Distance learning in the COVID-19 age
MANDEVILLE, Manchester — As the debate escalates as to whether or not online lessons are reaching Jamaica’s most digitally disadvantaged children in the age of the COVID-19 pandemic, the Jamaica Teaching Council (JTC) continues its e-training programme for Jamaican teachers.
School lockdown, a global response to containing the coronavirus pandemic, has forced technologically challenged developing countries such as Jamaica to conduct online classes, wherever possible.
The local experience, since Prime Minister Andrew Holness announced the closing of schools more than six weeks ago, has been what appears to be a dedicated endeavour on the part of individual schools and teachers to continue the instruction of their charges, through online methods.
The Ministry of Education Youth and Information (MoEYI), through its affiliate body the Jamaica Teaching Council (JTC), has intervened to develop a formal online and distance schooling programme for teachers.
Leading the charge is JTC’s chief mentoring officer, Mandeville-based educator Ingrid Peart Wilmot. She supervises a gallant group of volunteer educators drawn from public and private schools and other teaching institutions across the island.
Their business is to bring their colleagues around the island up to speed in the use of the various online tools available for conducting classes via the Internet with their home-bound students.
Explaining the nature of the project in a WhatsApp conversation, the former Bishop High School vocational education teacher told the Jamaica Observer:”I have a superb team of educators who have been voluntarily training teachers across the island under the theme ‘Navigate Your Online Classroom like a Pro’.
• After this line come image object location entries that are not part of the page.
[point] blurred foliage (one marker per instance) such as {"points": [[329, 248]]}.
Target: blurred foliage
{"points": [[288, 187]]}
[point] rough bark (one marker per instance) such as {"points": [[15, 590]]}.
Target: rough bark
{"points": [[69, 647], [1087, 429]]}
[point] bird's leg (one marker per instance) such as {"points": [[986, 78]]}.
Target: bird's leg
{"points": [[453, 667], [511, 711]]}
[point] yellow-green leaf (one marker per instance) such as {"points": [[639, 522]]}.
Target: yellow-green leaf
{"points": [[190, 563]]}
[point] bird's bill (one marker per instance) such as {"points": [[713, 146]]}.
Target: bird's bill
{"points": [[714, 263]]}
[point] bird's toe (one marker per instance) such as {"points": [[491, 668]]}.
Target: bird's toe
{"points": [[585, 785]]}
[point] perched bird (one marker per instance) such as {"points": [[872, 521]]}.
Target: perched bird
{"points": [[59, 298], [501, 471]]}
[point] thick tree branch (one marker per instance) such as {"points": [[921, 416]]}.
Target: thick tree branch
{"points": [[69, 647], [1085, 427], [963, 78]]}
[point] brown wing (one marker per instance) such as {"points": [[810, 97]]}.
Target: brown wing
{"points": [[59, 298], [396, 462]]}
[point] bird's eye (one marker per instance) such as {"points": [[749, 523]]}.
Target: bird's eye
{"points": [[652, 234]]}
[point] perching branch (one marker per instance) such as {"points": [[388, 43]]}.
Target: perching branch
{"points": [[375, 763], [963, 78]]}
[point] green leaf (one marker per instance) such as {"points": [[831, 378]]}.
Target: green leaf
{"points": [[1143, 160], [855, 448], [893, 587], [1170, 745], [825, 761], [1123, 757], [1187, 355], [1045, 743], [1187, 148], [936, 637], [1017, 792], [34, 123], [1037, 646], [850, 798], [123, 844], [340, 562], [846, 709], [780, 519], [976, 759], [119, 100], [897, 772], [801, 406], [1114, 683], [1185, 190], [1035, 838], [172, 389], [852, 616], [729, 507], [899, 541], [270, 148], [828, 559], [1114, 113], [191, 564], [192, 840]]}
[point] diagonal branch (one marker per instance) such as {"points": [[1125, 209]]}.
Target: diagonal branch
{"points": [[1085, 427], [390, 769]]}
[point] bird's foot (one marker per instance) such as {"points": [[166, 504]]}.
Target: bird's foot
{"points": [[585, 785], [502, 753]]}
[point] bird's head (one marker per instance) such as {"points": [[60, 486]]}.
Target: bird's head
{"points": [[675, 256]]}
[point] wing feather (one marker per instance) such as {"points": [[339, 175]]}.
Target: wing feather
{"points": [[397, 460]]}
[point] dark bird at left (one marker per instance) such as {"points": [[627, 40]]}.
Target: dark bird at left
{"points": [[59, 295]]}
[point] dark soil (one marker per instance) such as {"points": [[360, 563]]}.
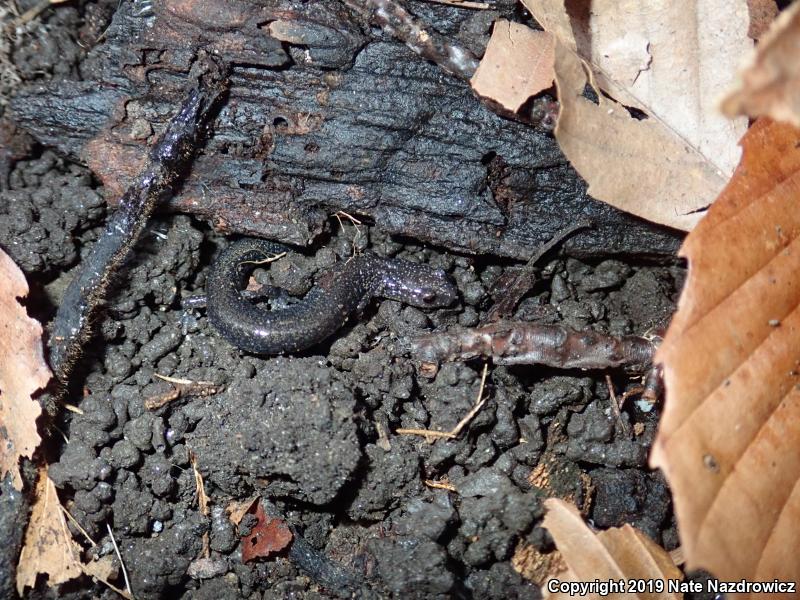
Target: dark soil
{"points": [[313, 435]]}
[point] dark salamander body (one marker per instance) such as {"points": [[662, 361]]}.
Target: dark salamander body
{"points": [[347, 287]]}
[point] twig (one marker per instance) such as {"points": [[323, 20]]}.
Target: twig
{"points": [[392, 17], [77, 525], [615, 404], [524, 343], [356, 223], [526, 276], [201, 497], [429, 434], [166, 158], [121, 562], [479, 402], [440, 485], [462, 4], [181, 387]]}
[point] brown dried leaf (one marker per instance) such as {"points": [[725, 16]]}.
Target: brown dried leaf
{"points": [[518, 64], [674, 162], [637, 166], [22, 372], [762, 14], [770, 84], [621, 553], [268, 537], [728, 437], [49, 547]]}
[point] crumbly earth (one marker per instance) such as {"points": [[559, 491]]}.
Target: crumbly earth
{"points": [[314, 435]]}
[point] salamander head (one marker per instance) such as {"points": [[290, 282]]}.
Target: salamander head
{"points": [[415, 284]]}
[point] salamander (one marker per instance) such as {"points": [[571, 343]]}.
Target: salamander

Elaborating, she said the programme uses the Zoom digital platform and has been implemented since the closure of schools in mid-March. Now over a month and a half since, she disclosed that some 6,000 teachers have benefited from the training which takes place online five days a week with 90-minute sessions each day, Monday to Thursday, and five and a half hours long on Fridays.
Dr Winsome Gordon, the JTC’s chief executive officer (CEO), who also spoke to the Sunday Observer, said the initiative was the education ministry’s response to “the crisis brought on by COVID-19…to develop a distance education programme to empower teachers to reach their learners in every nook and cranny of the island”.
Towards the goal of achieving greater penetration and to overcome some of the challenges associated with Wi-Fi access, usually experienced in the more remote rural areas, she revealed that the JTC has secured mobile broadband modems to be distributed around the island, through the ministry’s six regional offices. These wireless devices will enable Internet access in areas not served or underserved by service providers, and will allow both voice and data connections between students and teachers.
Ironically, Dr Gordon was among educators and administrators who on March 5, before the term ‘social distance’ came into wide local use and five days before the first positive COVID-19 case was detected in Jamaica, spoke of a time to come when digitally managed distance learning will replace school buildings.
She was one of the speakers at Church Teachers’ College Research Day symposium at the college’s Mandeville campus, just over a week before schools were shuttered in Jamaica to help curb the spread of the coronavirus which was at that time raging in the then epicentre of China’s Hubei province, where families were under mass quarantine.
Commenting then on the situation ( Jamaica Observer, March 25) Dr Gordon drew her audience’s attention to online schooling which had started in China, as schools closed to prevent the spread of the virus. She saw these new developments as an indicator that “the school, as a building to go to, may be coming to an end”.